Sunday 31st August 2014
[Disclaimer: The author sent me a free copy of the book, which I passed on to Jeannine to review; we were under no obligation to say something good about it! Phil.]
C.C. Humphreys’ novel tells a story that could easily be found within the pages of Sam’s Diary. For those fact driven Diary readers looking for strict adherence to historical accuracy it’s worth putting that on hold to enjoy the ride. For those who have enjoyed Liza Pickard’s Restoration London: Everyday Life in London 1660-1670, revel in Sam’s “stories of the streets,” and love a fast paced mystery (albeit gory at times), this read will bring forth a cast of memorable characters trying to survive during the frightening Plague years of London.
Coke, a former Captain turned highway man, pulls over a coach with the intent to steal an exquisite necklace from the lovely lady inside. What he discovers instead is the gruesome slaughterhouse style murder of the driver and people inside the coach. As Coke grabs the dying lady’s necklace, she mouths the words “pale horses”. In his haste, Coke’s engraved pistol is accidentally left behind, which leaves him as the prime suspect for both the murder and the robbery.
The thief-taker (bounty hunter), Pitman arrives at the scene, finds the evidence left behind by Coke, and then destroys another key piece of evidence. Pitman, who struggles to support his large family, sets his sights to capture Coke for the bounty. The cat and mouse game begins between thief and thief-taker.
Meanwhile, the gorgeous actress Sarah Chalker finds herself unnerved by a stranger in her audience, who tries to give her an expensive gift and asks an unusual question about her background. Her overly protective husband John departs to track down this stranger to set him straight. John seemingly vanishes. While on the run the anti-hero Captain Coke finds himself drawn into solving this disappearance and sets forth to find the missing John Chalker.
Against the background of the Plague, beautiful actresses, Charles II’s rakish Court and the horrific Newgate Prison, these mysteries unfold and reveal a secret society of murderous religious fanatics.
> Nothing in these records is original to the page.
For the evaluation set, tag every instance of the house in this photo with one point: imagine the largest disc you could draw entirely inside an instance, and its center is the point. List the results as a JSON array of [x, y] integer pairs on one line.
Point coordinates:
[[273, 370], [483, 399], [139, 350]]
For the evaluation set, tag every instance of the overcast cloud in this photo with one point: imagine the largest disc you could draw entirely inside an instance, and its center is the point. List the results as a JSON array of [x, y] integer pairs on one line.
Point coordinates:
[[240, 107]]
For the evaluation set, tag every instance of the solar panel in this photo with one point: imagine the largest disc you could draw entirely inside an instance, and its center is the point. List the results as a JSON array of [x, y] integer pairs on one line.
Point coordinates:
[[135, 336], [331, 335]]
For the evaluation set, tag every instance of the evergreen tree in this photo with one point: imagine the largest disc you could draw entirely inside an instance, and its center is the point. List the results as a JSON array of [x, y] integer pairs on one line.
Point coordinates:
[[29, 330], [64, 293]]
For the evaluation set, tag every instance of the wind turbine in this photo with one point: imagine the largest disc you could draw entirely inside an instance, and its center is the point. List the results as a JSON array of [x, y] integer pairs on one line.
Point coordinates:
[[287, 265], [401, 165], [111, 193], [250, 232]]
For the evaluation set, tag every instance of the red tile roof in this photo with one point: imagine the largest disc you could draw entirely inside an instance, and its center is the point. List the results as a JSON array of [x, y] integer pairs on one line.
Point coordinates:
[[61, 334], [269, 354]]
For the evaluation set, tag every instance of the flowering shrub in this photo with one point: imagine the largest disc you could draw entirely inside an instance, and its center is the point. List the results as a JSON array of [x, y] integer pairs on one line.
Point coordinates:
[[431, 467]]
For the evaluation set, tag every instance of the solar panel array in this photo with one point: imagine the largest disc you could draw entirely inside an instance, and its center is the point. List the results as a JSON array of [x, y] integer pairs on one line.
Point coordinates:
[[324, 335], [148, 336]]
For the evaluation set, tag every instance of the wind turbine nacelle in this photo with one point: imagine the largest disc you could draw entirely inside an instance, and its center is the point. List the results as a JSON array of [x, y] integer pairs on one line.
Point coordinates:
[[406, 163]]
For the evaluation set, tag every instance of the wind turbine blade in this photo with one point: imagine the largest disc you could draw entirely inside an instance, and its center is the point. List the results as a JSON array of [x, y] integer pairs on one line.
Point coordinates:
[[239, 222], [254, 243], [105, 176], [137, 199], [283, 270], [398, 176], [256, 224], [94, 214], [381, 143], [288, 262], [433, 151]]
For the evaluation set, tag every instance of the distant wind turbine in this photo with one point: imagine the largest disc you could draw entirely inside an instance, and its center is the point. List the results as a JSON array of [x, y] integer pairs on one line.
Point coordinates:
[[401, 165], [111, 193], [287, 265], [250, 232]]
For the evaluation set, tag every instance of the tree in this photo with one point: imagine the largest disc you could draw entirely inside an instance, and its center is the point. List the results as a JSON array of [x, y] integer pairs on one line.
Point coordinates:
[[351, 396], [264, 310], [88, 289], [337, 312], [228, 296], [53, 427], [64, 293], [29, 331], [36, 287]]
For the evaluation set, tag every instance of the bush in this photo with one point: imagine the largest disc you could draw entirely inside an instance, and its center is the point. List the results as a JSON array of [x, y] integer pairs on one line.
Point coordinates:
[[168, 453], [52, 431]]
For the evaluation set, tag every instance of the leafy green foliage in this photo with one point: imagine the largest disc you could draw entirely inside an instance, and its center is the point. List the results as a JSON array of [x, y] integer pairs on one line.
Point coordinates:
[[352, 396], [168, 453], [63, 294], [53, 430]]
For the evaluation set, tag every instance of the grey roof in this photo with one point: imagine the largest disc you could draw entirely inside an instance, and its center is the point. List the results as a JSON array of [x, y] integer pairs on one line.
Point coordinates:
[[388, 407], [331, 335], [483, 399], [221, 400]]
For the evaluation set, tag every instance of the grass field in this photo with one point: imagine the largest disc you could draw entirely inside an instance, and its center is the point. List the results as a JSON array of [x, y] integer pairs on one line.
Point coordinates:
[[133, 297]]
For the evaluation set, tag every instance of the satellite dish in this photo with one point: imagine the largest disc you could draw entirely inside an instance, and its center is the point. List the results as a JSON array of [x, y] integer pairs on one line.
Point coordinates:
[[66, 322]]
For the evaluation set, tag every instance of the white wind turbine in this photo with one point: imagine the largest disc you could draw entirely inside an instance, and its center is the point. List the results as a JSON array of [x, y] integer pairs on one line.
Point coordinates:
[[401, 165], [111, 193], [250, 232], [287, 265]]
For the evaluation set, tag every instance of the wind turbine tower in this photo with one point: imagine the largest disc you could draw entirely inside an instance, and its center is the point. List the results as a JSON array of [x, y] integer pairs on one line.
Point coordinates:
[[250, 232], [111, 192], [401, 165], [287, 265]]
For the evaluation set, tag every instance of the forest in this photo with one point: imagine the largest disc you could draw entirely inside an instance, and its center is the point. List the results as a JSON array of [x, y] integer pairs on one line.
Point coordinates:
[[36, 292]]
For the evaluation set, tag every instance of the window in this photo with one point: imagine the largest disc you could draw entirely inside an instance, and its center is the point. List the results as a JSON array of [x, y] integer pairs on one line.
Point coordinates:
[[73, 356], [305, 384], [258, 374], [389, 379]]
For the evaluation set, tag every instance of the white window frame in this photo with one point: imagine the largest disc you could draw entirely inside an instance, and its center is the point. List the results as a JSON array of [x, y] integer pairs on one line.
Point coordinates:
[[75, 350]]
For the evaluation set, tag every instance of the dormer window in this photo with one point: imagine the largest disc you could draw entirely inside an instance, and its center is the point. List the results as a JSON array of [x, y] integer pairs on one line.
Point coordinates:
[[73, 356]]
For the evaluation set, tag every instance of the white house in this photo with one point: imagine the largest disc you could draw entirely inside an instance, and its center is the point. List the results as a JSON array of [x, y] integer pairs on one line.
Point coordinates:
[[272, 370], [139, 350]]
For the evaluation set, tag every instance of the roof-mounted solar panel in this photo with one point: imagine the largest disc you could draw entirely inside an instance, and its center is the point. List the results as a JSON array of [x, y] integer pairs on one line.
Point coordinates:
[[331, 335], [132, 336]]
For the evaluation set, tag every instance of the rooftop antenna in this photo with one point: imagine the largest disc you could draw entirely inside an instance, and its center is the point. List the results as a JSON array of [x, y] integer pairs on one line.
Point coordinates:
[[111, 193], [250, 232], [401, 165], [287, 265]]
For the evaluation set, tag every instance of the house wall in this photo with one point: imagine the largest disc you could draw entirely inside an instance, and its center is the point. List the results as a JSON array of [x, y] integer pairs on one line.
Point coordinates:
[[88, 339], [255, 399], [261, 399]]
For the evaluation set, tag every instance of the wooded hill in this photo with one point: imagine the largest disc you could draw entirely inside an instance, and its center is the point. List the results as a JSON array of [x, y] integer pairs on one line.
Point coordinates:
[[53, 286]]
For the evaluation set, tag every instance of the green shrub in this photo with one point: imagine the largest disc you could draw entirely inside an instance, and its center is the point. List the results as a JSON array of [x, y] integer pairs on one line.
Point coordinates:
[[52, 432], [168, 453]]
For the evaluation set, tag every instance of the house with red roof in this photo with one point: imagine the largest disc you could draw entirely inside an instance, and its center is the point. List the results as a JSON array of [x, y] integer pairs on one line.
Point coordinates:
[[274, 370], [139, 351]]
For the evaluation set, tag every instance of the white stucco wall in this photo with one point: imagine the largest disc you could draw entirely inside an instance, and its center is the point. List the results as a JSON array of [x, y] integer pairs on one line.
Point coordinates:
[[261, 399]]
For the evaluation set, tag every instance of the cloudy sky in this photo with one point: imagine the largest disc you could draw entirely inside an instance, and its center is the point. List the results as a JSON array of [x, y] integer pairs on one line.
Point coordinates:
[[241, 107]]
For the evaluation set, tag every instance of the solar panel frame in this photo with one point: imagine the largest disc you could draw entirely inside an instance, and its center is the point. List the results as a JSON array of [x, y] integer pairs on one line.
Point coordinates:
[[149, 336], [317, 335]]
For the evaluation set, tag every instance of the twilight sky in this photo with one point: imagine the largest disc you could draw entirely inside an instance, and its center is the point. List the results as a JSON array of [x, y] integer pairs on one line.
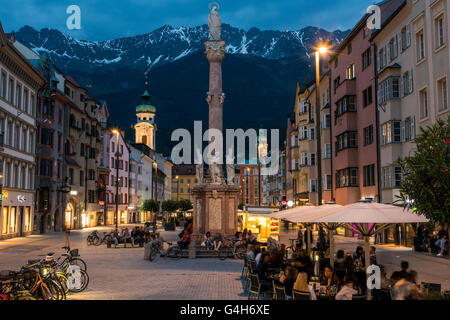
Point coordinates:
[[104, 20]]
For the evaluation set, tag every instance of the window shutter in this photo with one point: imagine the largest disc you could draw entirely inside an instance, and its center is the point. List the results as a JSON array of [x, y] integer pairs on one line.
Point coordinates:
[[402, 134], [410, 81], [408, 35], [388, 53], [378, 61]]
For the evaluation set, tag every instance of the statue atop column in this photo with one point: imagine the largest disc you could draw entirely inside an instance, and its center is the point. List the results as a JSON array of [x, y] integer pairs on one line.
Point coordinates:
[[214, 22]]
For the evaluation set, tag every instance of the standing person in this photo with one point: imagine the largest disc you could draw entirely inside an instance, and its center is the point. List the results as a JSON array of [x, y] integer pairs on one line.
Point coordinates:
[[287, 279], [442, 240], [321, 239], [300, 237], [406, 288], [349, 288], [217, 241], [207, 240]]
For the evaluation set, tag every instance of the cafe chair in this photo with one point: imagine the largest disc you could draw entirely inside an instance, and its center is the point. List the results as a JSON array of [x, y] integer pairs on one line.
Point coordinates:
[[301, 295], [359, 297], [245, 268], [432, 287], [255, 289], [279, 292]]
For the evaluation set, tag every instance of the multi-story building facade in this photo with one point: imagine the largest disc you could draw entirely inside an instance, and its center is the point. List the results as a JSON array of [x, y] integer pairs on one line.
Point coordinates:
[[183, 181], [250, 189], [274, 186], [50, 183], [117, 189], [354, 114], [20, 85], [83, 144], [412, 72]]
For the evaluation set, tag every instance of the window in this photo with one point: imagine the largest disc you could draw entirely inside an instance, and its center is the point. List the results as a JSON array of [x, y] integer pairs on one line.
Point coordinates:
[[303, 133], [367, 96], [392, 49], [407, 83], [405, 37], [11, 91], [440, 33], [326, 122], [46, 137], [25, 100], [347, 178], [71, 181], [337, 83], [420, 43], [368, 135], [442, 94], [346, 140], [367, 58], [312, 186], [304, 159], [19, 96], [389, 90], [350, 72], [45, 167], [312, 133], [369, 175], [312, 159], [423, 96], [409, 128], [391, 177], [3, 85], [391, 132], [81, 178], [346, 104]]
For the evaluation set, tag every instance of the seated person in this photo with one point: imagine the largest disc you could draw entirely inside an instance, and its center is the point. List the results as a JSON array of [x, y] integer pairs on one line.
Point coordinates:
[[287, 279], [125, 236], [251, 238], [301, 284], [185, 240], [349, 288], [217, 241], [207, 240]]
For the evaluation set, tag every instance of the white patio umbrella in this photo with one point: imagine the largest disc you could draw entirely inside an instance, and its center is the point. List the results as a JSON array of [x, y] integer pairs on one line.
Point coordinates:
[[358, 216], [312, 215]]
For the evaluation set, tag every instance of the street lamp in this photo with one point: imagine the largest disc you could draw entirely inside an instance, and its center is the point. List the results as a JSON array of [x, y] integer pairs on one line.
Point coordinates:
[[178, 185], [116, 132], [322, 49]]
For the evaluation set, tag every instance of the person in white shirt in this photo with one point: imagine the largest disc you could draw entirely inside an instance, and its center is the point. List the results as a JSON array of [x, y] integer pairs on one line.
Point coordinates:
[[349, 288]]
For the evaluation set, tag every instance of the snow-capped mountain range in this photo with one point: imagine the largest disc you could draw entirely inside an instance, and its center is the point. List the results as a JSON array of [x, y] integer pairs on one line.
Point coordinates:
[[168, 44]]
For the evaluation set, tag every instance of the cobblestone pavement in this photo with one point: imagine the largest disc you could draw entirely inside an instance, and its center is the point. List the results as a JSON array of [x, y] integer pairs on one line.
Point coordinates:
[[122, 273]]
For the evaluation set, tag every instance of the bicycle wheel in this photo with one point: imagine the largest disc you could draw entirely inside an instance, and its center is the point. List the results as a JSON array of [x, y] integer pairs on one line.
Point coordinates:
[[174, 253], [84, 282], [79, 262]]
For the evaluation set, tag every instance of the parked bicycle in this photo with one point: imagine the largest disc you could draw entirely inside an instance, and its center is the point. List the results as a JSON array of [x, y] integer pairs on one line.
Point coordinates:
[[229, 250], [157, 249], [94, 238]]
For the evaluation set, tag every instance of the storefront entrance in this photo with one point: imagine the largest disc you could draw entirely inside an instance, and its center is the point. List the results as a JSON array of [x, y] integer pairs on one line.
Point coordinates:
[[68, 216]]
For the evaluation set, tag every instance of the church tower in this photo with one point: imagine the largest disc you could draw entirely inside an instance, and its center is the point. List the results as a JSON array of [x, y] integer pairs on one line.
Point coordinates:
[[145, 128]]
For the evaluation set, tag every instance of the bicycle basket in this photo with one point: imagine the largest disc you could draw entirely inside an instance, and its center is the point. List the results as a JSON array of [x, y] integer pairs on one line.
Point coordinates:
[[74, 253]]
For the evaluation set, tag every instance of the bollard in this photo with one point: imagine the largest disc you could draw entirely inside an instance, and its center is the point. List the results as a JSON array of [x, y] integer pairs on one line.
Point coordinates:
[[192, 250], [147, 250]]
Will an unlikely alliance be able to solve the mystery and find the murderer?
Humphreys captured the streets of London, the struggle to survive and the seedy side of existence. Coke, his adopted son Dickon and the Pitman family were all likeable, street smart characters. I could easily see this as a “Captain Ferrers” style story unfolding within the pages of Sam’s Diary full of panache and swashbuckling style. I especially enjoyed the cameo appearance of our ‘always working’ man Pepys, which sets the stage for a high profile contemplated murder target. The fast paced novel proved a great ‘summer’ read for me.